Papo de botequim

Pergunto ao garçom como está a vida. Ele coça a cabeça, olha o salão meia bomba e responde: “Uma merda. Além da crise, o senhor não está bebendo”. Jamais coloquei a questão desse meu tempo como abstêmio sob a ótica da economia. Mas, enfim, prometo que mais algum tempo voltarei a contribuir para a dinâmica econômica de meu estado, consumindo com o devido entusiasmo destilados e fermentados, ainda que minha mulher insista em dizer que estou mais disposto, mais inteligente e mais elegante. E menos chato. Posso até me sentir lisonjeado, mas há que se levar em conta a minha responsabilidade como cidadão participante.

Quantos empregos diretos e indiretos essa sobriedade está custando? Como posso encarar um produtor rural sem culpa, sabendo que não estou contribuindo para que sua produção de uvas ou de cana se escoe tanto na roda das finanças como literalmente nos mictórios? Tirando o aspecto da saúde, a única vantagem de ficar sem beber é não ter medo da Lei Seca. Emboramente eu tenha uma carteirada infalível: meus cabelos brancos. Jamais fui parado numa blitz. Acham que tenho cara respeitável. É bem verdade que nunca dirijo depois de beber. Talvez porque raramente dirijo antes de beber. De todos os defeitos que o Rio de Janeiro tem, falta de táxis não é um deles. Do jeito que está atualmente, os motoristas não vão lhe pegar na porta do boteco. Buscam você na sua mesa e são capazes de lhe levar no colo até o carro. Logo, pelo menos no Rio, beber e dirigir é uma burrice.

Já que estamos falando de bebedeiras, deixa eu contar as aventuras de dois bebuns históricos: Vinícius de Morais e Antonio “Menino Grande” Maria. Quando eles enchiam a cara, o que significa mais ou menos sempre, gostavam de dar carona aos vira-latas que encontravam nas ruas. Sim, vira-latas caninos, esses bichos que surgem do nada e, por um afago ou resto de comida, nos adotam nas noites vadias. Vina e Maria andavam de Cadillac conversível, modelo supremo do sonho de consumo da época. Dizia Vinícius, explicando a mordomia dedicada aos bichos que incluía, além do passeio (que, diga-se entre parênteses, os cães dispensariam), bons lanches de ossos fresquinhos conseguidos em restaurantes amigos. Uma festa. Para explicar sua paixão por vira-latas Vinícius dizia que não existe solidão maior do que falta de amor. “E os vira-latas amam”, sentenciava. E ele entendia disso, como prova sua vastíssima obra. Vamos em frente. Numa dessas madrugadas, quase amanhecendo, Vinícius e Maria avistam um bando de velhinhos na praia fazendo exercícios, chefiados por um rapagão musculoso. De copo na mão ficaram observando os movimentos. Até que Vinícius diz: “Maria, vamos fazer um pacto?”. “Claro, peça o que quiser”. “De hoje em diante, não vamos fazer nenhum movimento desnecessário”.

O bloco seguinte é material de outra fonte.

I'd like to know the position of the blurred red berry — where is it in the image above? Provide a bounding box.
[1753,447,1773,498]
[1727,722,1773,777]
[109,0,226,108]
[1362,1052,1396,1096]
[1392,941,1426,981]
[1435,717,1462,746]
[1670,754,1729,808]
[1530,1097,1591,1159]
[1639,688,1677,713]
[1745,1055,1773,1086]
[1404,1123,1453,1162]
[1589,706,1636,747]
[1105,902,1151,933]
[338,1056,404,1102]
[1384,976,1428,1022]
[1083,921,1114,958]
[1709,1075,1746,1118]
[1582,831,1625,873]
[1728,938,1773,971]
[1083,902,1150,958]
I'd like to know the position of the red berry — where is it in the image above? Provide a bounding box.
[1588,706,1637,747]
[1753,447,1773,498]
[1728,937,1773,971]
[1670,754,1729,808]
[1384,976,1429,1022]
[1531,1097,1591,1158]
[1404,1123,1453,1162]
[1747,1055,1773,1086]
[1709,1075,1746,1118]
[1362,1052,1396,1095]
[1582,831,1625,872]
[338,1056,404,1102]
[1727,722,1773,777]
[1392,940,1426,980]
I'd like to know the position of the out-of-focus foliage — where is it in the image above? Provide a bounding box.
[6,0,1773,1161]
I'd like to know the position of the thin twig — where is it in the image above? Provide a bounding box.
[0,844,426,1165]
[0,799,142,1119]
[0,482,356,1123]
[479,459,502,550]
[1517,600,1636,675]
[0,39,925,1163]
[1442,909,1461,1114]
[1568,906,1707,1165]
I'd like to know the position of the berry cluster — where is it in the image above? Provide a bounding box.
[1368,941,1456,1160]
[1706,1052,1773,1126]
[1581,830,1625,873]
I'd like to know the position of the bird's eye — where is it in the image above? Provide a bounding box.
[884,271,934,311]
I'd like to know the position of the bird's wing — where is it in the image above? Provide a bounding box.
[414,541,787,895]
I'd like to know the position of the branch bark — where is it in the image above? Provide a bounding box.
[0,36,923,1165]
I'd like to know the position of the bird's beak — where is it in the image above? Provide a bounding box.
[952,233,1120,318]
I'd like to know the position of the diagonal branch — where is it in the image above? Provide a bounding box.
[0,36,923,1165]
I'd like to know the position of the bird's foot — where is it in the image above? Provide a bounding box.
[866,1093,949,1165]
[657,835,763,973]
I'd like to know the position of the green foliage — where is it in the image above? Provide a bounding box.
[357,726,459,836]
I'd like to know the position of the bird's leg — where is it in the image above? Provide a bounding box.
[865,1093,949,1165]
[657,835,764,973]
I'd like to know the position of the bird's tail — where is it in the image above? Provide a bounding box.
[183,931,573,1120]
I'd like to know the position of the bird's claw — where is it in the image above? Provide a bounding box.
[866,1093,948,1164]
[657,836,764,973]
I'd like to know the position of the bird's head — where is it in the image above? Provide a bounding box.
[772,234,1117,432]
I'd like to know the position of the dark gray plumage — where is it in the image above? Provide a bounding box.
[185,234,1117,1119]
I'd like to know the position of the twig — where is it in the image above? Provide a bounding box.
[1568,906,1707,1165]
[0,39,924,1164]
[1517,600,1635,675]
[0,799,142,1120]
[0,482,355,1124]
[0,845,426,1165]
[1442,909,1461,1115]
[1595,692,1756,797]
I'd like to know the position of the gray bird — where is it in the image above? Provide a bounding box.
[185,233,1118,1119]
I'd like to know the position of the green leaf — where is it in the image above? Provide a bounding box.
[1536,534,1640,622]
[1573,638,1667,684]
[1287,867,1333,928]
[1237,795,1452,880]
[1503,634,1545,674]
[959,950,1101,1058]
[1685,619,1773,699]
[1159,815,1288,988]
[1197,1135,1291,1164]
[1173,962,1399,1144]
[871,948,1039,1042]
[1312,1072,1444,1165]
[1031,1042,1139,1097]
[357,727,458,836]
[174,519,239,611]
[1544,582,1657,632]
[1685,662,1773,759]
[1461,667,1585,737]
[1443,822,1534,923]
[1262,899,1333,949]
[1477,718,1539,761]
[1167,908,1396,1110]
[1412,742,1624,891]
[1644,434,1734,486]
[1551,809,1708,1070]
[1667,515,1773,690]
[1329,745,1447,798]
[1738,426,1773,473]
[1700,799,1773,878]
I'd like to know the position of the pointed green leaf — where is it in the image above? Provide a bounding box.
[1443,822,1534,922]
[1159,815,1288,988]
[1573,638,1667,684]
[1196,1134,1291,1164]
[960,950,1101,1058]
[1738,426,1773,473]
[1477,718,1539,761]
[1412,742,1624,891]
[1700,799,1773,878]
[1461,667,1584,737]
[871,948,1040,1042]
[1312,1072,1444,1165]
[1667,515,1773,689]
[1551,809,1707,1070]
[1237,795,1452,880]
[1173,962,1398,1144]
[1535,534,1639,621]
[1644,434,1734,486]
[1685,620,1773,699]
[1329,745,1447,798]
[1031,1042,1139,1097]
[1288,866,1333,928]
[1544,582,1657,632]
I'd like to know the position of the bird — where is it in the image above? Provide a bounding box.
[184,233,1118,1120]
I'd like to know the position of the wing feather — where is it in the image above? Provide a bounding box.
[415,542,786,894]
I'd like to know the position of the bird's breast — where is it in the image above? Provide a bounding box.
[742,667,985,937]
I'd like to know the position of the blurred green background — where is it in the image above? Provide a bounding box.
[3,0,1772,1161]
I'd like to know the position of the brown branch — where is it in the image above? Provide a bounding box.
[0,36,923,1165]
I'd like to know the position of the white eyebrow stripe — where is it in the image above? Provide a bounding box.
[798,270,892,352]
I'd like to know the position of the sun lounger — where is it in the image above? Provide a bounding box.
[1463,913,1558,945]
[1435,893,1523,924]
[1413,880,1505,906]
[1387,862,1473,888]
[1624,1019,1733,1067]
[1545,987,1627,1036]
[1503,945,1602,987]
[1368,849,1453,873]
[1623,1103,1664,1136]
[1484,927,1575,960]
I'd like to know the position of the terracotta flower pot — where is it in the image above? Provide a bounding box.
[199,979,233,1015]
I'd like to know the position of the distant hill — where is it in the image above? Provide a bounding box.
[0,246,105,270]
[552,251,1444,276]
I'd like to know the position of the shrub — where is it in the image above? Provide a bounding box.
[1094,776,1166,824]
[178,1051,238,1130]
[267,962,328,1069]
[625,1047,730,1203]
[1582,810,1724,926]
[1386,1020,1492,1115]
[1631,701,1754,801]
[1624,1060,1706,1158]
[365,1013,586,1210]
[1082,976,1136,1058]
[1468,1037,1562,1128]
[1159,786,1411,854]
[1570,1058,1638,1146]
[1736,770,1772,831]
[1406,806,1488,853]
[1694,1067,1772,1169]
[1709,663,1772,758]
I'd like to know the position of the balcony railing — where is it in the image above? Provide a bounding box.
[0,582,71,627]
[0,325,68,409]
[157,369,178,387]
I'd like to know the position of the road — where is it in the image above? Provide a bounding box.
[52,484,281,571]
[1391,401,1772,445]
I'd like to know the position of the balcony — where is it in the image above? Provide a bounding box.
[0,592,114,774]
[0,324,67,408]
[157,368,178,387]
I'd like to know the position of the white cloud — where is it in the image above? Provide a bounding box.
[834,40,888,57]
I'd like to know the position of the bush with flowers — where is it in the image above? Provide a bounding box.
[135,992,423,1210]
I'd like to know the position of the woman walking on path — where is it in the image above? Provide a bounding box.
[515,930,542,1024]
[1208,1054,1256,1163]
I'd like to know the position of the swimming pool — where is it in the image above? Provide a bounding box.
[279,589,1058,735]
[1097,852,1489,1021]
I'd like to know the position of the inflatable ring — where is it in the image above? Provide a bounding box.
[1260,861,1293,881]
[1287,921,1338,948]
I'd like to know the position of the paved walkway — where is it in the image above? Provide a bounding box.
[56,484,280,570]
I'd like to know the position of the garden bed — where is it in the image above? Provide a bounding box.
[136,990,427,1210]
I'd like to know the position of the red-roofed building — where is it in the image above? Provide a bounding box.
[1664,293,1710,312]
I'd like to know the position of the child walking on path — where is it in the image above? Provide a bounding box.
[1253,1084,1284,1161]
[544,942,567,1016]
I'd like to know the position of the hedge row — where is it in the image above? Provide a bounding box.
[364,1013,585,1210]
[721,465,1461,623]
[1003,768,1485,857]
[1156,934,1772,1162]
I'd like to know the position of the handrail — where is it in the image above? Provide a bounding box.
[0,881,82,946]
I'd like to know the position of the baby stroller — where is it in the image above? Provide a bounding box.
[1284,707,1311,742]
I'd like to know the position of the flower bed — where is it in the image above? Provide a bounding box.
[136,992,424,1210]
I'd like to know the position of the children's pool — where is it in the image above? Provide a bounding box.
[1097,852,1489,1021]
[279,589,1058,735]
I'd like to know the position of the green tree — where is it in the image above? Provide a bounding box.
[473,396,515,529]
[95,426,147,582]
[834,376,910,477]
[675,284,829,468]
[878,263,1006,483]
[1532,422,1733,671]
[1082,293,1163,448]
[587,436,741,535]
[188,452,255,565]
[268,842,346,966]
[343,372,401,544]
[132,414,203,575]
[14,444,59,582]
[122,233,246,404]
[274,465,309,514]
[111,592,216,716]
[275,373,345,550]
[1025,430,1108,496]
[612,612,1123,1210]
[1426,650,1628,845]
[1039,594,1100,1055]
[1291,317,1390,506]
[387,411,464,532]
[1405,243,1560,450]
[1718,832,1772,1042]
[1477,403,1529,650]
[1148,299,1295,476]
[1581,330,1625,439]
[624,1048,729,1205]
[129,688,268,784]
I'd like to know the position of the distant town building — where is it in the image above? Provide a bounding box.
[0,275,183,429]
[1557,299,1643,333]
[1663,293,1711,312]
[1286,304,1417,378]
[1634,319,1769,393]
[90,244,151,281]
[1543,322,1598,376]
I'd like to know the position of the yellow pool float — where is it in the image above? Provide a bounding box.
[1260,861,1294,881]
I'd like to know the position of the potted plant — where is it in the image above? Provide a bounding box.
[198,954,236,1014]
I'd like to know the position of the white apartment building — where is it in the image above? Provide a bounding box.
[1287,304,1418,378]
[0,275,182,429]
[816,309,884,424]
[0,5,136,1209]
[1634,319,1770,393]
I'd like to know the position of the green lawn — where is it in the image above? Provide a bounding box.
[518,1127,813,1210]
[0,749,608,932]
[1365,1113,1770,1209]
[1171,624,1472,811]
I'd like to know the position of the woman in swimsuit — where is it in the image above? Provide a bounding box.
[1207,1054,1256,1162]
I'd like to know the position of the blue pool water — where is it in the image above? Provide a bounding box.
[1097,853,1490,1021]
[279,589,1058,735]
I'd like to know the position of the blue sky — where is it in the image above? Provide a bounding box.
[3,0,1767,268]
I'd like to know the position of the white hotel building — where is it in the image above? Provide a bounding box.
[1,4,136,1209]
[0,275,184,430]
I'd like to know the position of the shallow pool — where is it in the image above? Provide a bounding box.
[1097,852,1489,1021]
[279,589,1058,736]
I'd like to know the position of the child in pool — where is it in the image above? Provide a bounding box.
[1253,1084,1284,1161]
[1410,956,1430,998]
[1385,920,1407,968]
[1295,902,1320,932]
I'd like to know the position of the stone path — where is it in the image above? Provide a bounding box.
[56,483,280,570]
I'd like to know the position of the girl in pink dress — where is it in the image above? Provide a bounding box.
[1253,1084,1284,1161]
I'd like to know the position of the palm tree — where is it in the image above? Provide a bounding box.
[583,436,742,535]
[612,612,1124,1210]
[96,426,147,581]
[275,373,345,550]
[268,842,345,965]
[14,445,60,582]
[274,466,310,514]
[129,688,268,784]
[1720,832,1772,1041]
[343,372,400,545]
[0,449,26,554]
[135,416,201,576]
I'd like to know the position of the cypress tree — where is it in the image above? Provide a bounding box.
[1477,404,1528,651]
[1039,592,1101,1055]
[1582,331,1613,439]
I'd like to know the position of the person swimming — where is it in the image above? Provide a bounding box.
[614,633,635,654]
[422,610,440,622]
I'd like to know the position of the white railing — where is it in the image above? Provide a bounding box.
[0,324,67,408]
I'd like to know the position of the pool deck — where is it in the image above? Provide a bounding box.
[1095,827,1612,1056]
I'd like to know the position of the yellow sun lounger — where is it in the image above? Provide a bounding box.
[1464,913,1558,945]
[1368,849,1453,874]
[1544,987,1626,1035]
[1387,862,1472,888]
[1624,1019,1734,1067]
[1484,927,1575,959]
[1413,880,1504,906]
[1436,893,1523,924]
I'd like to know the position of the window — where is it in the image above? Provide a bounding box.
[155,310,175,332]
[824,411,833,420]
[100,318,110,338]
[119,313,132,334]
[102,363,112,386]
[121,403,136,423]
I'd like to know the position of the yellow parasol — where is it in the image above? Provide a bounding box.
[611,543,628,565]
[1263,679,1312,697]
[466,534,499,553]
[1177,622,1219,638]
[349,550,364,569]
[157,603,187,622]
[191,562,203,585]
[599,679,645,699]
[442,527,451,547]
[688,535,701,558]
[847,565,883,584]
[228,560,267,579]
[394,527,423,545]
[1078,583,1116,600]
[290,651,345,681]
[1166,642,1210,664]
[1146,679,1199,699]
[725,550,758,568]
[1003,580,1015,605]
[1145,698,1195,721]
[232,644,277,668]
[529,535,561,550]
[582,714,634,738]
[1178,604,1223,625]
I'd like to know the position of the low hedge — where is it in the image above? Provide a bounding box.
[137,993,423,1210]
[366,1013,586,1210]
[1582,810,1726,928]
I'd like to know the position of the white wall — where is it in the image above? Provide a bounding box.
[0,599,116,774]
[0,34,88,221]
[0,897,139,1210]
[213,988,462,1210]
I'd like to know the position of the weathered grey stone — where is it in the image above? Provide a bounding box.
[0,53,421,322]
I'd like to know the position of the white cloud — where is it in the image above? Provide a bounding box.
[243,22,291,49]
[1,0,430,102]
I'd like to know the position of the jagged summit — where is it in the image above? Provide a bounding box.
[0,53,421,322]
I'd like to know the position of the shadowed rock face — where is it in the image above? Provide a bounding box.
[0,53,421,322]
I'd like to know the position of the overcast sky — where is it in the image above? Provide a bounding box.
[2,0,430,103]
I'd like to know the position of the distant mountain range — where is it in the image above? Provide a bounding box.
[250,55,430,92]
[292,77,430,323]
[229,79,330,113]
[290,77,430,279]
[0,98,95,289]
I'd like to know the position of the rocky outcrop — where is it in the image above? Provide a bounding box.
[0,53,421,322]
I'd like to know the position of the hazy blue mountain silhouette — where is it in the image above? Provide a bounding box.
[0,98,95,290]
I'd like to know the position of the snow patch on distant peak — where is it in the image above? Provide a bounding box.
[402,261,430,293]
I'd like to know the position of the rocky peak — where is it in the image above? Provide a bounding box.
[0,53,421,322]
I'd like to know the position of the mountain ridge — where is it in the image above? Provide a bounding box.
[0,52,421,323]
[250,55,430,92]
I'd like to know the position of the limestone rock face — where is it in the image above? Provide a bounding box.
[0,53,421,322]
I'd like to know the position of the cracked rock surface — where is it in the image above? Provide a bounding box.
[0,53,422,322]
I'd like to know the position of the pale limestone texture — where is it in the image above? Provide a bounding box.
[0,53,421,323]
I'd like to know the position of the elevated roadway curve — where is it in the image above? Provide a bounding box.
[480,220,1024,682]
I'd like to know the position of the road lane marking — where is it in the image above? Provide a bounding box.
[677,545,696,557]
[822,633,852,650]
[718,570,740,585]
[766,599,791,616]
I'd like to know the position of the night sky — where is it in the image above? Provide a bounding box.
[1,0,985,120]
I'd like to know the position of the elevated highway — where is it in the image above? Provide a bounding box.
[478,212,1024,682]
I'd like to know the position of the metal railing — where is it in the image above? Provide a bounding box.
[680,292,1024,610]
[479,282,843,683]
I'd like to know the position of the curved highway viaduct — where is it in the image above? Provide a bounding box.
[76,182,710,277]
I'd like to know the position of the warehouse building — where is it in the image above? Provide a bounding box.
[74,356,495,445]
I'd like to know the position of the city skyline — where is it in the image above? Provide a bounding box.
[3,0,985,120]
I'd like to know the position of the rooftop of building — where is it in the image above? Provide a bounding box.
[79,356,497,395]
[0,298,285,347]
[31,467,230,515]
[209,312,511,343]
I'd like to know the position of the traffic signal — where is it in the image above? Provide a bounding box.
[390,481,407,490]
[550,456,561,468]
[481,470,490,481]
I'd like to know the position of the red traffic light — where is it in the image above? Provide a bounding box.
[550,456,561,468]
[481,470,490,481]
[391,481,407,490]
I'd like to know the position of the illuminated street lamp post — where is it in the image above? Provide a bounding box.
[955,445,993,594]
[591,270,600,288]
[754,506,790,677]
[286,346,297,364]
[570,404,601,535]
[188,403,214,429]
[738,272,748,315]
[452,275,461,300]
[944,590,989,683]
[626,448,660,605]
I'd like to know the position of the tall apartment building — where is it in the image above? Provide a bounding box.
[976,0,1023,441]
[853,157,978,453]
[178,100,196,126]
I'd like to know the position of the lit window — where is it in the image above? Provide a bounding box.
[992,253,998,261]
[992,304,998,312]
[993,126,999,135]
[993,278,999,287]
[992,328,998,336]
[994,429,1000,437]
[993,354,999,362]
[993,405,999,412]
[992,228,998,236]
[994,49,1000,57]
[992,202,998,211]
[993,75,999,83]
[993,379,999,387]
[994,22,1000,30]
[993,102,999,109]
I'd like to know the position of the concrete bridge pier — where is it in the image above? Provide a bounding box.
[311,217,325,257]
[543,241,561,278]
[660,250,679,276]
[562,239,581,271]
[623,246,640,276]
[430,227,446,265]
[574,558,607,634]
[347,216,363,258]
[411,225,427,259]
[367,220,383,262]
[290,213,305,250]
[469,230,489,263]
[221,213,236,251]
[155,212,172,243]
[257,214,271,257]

Sobre Vinícius, Carlinhos Lyra contou que um dia o poetinha lhe mostrou a letra de um momento da peça Pobre Menina Rica. Era quando o mendigo acorda. “Vamos carioca, sai do teu sono devagar/ o dia já vem vindo e o sol já vai raiar/ São Jorge teu padrinho/ te dê cana pra tomar/ Xangô teu pai/ te dê muitas mulheres para amar…” Em seguida o mendigo vê numa cobertura a pobre menina rica e se apaixona imediatamente. “O meu amor sozinho/ é assim
como um jardim sem flor/ Eu só queria poder dizer a ela/ como é triste se sentir saudade/ É que eu gosto tanto dela/ Que é capaz dela gostar de mim…”. Lyra acha lindo.

Daí Vinícius continua, pois a menina lá da sua cobertura responde ao mendiguinho: “Não há amor sozinho/ É juntinho que ele fica bom/ Eu queria dar-lhe todo meu carinho…”. E termina: “Amor que eu tanto procurei/ Ah quem me dera que eu pudesse ser/ A tua primavera/ E depois morrer”. Daí Carlinhos não aguenta. “Porra Vinícius! Você acha que uma menina rica, morando numa cobertura, se apaixone por um mendigo? Vinícius fica indignado com a falta de sensibilidade do parceiro: “Por que não, Carlinhos? Era primavera!” Pois foi Vinícius, ele mesmo, que foi mandado embora depois que o Itamarati recebeu um bilhete do então presidente Costa e Silva: “Demitam este vagabundo”. Já que estou citando, encerro com uma frase de Carlos Drummond de Andrade sobre Vinícius: “Entre nós, poetas, ele foi o único que viveu como poeta”.